While we're talking about endurance, I guess another thing that should be mentioned is the sensitivity of NAND flash to temperature. Stacking a bunch of it next to a big, hot GPU die should mean more frequent self-refreshes are necessary, which could take a toll on endurance. I assume they've accounted for that, while considering the viability of their solution.
With the AI market being as hot as it is, the HBF-equipped product might be thrown away after 3-5 years anyway.
 
HBM with dynamic RAM that needs constant refreshes is a dumb, dumb design.
Why is that dumb? Modern DRAM now has refresh commands the memory controller can simply send, rather than forcing the host to read out data it doesn't need or want. AFAIK, the overhead imposed by refresh is now almost a non-issue, in DRAM.

As mentioned in the article, you cannot use NAND the same way as DRAM. This design was made for memory that you mostly just read from. It can't be used for training or HPC, because the NAND would burn out in probably a matter of days or weeks.
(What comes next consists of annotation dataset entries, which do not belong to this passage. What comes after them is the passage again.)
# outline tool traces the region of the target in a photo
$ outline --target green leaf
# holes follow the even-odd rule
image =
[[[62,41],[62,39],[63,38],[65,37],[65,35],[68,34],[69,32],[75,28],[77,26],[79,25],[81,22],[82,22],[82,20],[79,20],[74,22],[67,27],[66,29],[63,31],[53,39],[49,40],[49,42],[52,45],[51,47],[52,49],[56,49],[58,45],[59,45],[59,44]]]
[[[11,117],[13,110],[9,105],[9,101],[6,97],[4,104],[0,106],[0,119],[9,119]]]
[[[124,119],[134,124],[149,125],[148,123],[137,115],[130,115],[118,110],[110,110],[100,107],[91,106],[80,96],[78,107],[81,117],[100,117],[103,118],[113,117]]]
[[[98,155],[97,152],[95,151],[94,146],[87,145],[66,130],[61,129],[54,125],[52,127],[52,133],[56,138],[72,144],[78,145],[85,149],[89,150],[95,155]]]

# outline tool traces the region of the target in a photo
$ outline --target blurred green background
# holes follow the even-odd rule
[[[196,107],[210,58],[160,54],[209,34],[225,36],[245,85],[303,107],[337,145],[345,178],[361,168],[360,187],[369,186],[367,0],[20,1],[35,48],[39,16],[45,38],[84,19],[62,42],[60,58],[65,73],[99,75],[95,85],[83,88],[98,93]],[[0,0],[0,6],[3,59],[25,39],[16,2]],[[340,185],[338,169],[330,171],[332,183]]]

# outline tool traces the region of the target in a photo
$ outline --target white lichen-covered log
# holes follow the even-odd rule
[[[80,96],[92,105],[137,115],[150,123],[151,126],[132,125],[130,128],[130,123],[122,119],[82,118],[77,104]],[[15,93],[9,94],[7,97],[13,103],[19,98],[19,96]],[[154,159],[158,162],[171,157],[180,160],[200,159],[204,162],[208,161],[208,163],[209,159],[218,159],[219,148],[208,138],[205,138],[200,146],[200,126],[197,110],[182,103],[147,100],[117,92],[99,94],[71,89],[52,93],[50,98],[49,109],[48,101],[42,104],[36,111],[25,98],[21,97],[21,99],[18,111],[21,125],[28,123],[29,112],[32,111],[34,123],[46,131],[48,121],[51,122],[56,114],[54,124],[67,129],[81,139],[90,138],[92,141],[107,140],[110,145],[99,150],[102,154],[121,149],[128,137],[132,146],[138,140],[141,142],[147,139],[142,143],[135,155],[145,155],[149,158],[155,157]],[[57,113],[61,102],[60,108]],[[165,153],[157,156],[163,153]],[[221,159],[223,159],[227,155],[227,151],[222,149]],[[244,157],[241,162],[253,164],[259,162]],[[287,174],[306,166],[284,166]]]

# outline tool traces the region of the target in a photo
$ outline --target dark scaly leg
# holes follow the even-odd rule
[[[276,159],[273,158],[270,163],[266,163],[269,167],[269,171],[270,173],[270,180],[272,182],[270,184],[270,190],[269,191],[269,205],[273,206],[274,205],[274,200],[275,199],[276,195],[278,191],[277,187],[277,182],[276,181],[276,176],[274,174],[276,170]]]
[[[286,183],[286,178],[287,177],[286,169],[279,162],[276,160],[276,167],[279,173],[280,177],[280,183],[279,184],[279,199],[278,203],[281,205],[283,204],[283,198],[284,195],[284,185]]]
Finally, NAND has access latencies probably well into the realm of microseconds. This further restricts it to use with regular and predictable access patterns.
 
Finally, NAND has access latencies probably well into the realm of microseconds. This further restricts it to use with regular and predictable access patterns.
NAND's latency is roughly 3 orders of magnitude higher than DRAM. Optane was ~2 orders of magnitude. Would've been a much better fit for this. Maybe called HBO - High Bandwidth Optane. Alas, Intel killed the only original technology they've had in a looong time.
 
As long as the GPU has some regular DRAM (i.e. HBM, GDDR, DDR, LPDDR, etc.), the HBF can be used only to hold an AI model. I think it's a reasonable assumption the set of AI models a given machine needs to inference probably change somewhat infrequently. So, this usage would be classed as "write rarely, read mostly". That said, if such GPUs are used in rentable cloud machines with frequent turnover, write endurance could be an issue.

While we're talking about endurance, I guess another thing that should be mentioned is the sensitivity of NAND flash to temperature. Stacking a bunch of it next to a big, hot GPU die should mean more frequent self-refreshes are necessary, which could take a toll on endurance. I assume they've accounted for that, while considering the viability of their solution.

BTW, I suspect they're probably using a lower bit-density per cell, maybe even pSLC. That could really help with endurance, as would the abundant capacity + wear-leveling.
I am pretty sure that true SLC would be used here. When it's being used as memory and the tech itself is a ticking time bomb, picking the time bomb that ticks slowest is the best option.
 
  • Like
Reactions: bit_user
I am pretty sure that true SLC would be used here. When it's being used as memory and the tech itself is a ticking time bomb, picking the time bomb that ticks slowest is the best option.
Agreed. The NAND dies they're using must be custom-designed for this application, given the TSVs and their overall organization. In that case, they can dispense with the fancy MLC+ machinery and just implement binary logic to read and write the cells.

Plus, if you consider the fact that it takes them 8 stacks to reach 4 TB, whereas we can buy 4TB TLC SSDs that are implemented on single-sided M.2 boards, the NAND they're using must be considerably lower density.